Twenty-two patients sustained intestinal injuries as a result of blunt trauma. Most (15) of the patients were passengers injured in motor vehicle crashes; 14 of these patients were wearing seat belts. Focal blows to the abdomen from bicycle handlebars, hockey sticks, or falls onto blunt objects were implicated in the remaining patients. For 19 of the 22 patients, the initial physical examination was conducted at Cardinal Glennon Children's Hospital, St Louis, Mo, and 18 of the 19 patients underwent a concurrent CT evaluation. Peritonitis was found in 5 of these 18 patients. Tenderness on physical examination was noted in 9 of the 18 patients (tenderness was not noted in 3 patients, and 1 patient had unreliable examination findings due to a cervical spinal cord injury).
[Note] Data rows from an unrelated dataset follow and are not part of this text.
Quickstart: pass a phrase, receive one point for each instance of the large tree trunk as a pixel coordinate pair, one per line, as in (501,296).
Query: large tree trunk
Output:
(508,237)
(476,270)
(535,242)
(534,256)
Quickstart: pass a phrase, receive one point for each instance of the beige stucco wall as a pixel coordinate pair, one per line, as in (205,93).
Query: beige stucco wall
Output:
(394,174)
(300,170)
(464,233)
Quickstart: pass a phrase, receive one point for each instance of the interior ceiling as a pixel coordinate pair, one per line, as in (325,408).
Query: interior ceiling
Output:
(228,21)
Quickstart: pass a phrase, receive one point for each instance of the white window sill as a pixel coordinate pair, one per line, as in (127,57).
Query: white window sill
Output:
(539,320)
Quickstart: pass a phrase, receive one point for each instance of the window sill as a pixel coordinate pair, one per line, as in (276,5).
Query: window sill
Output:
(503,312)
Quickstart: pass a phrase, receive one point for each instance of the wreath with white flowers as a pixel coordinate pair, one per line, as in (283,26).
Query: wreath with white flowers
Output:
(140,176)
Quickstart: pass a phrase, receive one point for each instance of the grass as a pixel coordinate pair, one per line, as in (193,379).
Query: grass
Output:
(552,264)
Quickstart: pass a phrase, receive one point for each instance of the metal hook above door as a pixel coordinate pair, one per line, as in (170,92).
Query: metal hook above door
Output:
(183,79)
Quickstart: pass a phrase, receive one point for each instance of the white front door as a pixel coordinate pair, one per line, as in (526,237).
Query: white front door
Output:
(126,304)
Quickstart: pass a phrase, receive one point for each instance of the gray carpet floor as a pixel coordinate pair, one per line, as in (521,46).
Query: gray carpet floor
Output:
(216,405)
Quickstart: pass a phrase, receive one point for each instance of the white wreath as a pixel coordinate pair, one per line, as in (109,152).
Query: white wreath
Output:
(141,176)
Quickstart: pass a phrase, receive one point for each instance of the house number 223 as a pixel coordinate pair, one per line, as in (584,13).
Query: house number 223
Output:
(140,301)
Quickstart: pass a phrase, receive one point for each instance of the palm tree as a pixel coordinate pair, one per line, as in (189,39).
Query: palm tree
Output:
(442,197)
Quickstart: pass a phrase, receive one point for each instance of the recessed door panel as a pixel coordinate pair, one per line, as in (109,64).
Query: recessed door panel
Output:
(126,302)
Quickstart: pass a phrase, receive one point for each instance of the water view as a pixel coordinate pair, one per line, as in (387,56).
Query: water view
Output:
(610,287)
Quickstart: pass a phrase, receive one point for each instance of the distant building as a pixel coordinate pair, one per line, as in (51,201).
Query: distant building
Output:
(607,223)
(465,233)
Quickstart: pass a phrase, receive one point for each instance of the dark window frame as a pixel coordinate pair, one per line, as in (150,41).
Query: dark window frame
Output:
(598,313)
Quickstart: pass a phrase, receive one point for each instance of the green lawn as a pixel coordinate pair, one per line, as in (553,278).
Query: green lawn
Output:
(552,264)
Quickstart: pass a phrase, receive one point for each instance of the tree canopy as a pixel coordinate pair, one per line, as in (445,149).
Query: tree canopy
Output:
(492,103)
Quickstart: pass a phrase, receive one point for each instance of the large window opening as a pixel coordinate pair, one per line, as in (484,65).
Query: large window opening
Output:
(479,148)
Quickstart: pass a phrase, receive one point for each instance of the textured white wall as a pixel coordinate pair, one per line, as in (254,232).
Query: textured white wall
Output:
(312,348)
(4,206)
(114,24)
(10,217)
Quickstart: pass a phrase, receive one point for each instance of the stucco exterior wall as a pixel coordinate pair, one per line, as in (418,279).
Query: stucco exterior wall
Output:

Computed tomographic findings of pneumoperitoneum and extravasation of enteral contrast material were uncommon but diagnostic (in 5 patients). Free fluid in the pelvis in the absence of a solid organ injury, bowel wall thickening, and fluid-filled loops of bowel were more frequently useful signs of possible intestinal injury (in 9 of the 18 patients) and led to earlier exploration when used in conjunction with physical examination as an indication for surgery. Most injuries were treated with segmental resection or suture repair, but enterostomies were required in 2 patients. Complications (i.e., the need for enterostomy and fascial dehiscence) were seen as a result of late or missed diagnosis, which could occur as late as 4 to 6 weeks after injury as intestinal obstruction due to stricture.


The initial physical examination findings and CT evaluation can independently identify the presence of intestinal injury in approximately 25% of cases. In the remainder of cases, the awareness of the more subtle findings of bowel injury on a CT scan can complement the physical examination findings and potentially lead to a more timely intervention for bowel injury.